Chers frères et sœurs, quelle que soit notre situation concrète, dans la vie sociale – que nous soyons connus ou non, appréciés ou critiqués, bien-portants ou malades, citoyens ou étrangers réfugiés, en liberté ou en prison – tous, nous sommes attendus avec amour par le Seigneur, dont le grand désir est de nous fêter éternellement, au-delà de tout ce que nous pouvons imaginer.
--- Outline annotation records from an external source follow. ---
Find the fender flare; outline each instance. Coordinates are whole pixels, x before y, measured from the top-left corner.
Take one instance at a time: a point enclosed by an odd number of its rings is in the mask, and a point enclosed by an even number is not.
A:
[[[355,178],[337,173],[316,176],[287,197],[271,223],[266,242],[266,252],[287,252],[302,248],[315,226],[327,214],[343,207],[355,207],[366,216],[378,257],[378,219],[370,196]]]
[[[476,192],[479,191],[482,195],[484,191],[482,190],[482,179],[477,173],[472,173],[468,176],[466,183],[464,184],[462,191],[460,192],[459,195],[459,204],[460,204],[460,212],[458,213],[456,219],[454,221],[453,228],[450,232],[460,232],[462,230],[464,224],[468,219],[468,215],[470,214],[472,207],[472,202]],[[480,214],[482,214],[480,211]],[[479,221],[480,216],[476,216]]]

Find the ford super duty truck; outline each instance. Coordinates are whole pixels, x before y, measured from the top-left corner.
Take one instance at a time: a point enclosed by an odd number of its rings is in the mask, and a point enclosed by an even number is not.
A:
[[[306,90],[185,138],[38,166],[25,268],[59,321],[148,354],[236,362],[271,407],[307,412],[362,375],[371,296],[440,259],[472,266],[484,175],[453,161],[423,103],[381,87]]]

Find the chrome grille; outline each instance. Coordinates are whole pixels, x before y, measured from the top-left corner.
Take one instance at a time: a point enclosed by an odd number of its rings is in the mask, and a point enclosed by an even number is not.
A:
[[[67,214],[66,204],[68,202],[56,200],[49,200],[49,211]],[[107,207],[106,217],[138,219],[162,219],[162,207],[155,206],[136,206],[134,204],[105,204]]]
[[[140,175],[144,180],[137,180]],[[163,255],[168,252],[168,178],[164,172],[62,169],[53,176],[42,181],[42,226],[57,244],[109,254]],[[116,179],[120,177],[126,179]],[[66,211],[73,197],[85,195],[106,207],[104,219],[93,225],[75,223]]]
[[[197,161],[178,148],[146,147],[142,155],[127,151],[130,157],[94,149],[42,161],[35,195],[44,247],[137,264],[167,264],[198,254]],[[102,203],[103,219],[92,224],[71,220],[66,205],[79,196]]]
En ce 1er dimanche de route vers Noël 2003, laissons le Seigneur réveiller et ranimer en nous la flamme du désir de la vie et du bonheur éternels. Je nous offre à nouveau le cœur enflammé d’Augustin (Augustin qui, maintenant, vit près de Dieu, dans le bonheur dont il parle) :
« La seule et véritable vie bienheureuse…consiste à contempler l’amour de Dieu pour l’éternité, en lui étant devenus semblables…Cette vie bienheureuse…désirons-la sans cesse…il faut que nous en ayons soif maintenant dans la prière, aussi longtemps que nous vivons dans l’espérance et que nous ne voyons pas encore ce que nous espérons…Mais alors notre désir sera rassasié de bonheur et nous n’aurons plus rien à chercher en gémissant, puisque nous le posséderons dans la joie ».